Jon levantó su cerveza y todos brindaron con él. La copa de champán de Brooke fue la última en tocar su vaso, y ella se preguntó si no podría encontrar la manera de llevarse ese vaso a casa de contrabando.

– ¡Enhorabuena! -exclamaron todos-. ¡Felicidades!

– ¿Cómo ha ido la actuación? -preguntó Brooke finalmente, feliz de dar pie a Julian para brillar delante de toda aquella gente-. Cuéntamelo todo.

– Estuvo perfecto -anunció Samara, en su seco estilo profesional-. Actuó después de unos invitados realmente buenos. -Hizo una pausa y se volvió hacia Julian-. Hugh Jackman estuvo estupendo, ¿no crees?

– Sí, estuvo muy bien. Y también esa chica de «Modern Family» -respondió Julian, asintiendo.

– Tuvimos suerte con las entrevistas: dos invitados famosos y realmente interesantes, y nada de niños, ni de magos, ni de domadores de animales -dijo Samara-. No hay nada peor que actuar después de una compañía de chimpancés, creedme.

Todos se echaron a reír. Se les acercó un camarero y Leo pidió para todo el grupo, sin consultar con nadie. Normalmente a Brooke le molestaba mucho que la gente hiciera eso, pero ni siquiera ella encontró objeciones a su elección: otra botella de champán, una ronda de gimlets de tequila y entremeses variados, desde tostadas con aceite de oliva, trufas y setas, hasta mozzarella y rúcula. Cuando llegó el primer plato de croquetas de cangrejo con puré de aguacate, Brooke volvía a estar felizmente achispada y se sentía casi eufórica por la emoción. Julian (su Julian, el mismo que dormía todas las noches a su lado con los calcetines puestos) había actuado en el programa de Jay Leno; estaban alojados en una suite fabulosa del conocidísimo Chateau Marmont, comiendo y bebiendo como miembros de la realeza del rock internacional, y uno de los músicos más famosos del siglo XX había dicho que le encantaba su pelo. El día de su boda había sido el más feliz de su vida, por supuesto (¿acaso no era obligado decirlo, pasara lo que pasase?), pero aquel día estaba reuniendo méritos rápidamente para situarse en segunda posición, a muy escasa distancia.
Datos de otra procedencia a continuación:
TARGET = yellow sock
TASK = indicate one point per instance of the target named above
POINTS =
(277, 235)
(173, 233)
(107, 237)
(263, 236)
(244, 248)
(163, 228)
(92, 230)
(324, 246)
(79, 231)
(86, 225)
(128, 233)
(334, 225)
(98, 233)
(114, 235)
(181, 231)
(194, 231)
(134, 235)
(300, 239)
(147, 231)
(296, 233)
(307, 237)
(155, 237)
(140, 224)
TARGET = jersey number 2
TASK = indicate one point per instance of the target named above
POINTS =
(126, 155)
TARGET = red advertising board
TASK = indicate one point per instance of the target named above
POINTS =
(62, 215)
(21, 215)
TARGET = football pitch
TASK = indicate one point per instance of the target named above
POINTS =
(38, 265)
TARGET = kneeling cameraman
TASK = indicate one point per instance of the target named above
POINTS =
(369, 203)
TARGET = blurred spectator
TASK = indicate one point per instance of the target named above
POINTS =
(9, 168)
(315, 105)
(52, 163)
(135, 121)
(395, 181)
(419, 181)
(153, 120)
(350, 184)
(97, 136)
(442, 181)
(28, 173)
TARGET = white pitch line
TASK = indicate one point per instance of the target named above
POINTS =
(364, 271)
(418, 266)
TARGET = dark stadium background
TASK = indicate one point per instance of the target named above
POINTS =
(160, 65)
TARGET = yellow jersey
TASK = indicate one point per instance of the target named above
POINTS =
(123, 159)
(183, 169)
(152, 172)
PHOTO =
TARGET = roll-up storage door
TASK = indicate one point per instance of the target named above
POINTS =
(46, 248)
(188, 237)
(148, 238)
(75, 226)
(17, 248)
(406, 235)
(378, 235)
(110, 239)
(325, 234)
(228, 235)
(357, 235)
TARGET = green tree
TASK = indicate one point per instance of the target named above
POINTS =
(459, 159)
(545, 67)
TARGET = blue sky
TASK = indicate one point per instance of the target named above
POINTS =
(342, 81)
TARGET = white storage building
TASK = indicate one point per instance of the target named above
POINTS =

Su teléfono móvil se puso a aullar desde su bolso, apoyado en el suelo, con una especie de sirena de bomberos que había elegido ella después de la siesta, para no volver a dormirse.

– ¿Por qué no lo coges? -le preguntó Julian con la boca llena, mientras ella miraba fijamente el teléfono. No quería coger la llamada, pero le preocupaba que hubiera pasado algo. Ya eran más de las doce en la costa Este.

– Hola, mamá -dijo, en voz tan baja como pudo-. Estamos en medio de una cena. ¿Todo en orden?

– ¡Brooke! ¡Julian está ahora mismo en la tele y está increíble! Está adorable, los músicos tocan muy bien y, ¡Dios mío!, está para comérselo. Creo que nunca había estado tan bien.

Las palabras de su madre brotaban en torrente desordenado, y Brooke tenía que hacer un gran esfuerzo para entenderla.

Echó un vistazo al reloj: las nueve y veinte en California, lo que significaba que el programa de Leno estaría en antena en ese mismo momento en la costa Este.

– ¿De verdad? ¿Está guapo? -preguntó Brooke.

Aquello le atrajo la atención del grupo.

– ¡Claro! Ahora mismo lo están emitiendo en la costa Este -dijo Samara, mientras sacaba su BlackBerry. Como era de esperar, estaba vibrando con la intensidad de una lavadora.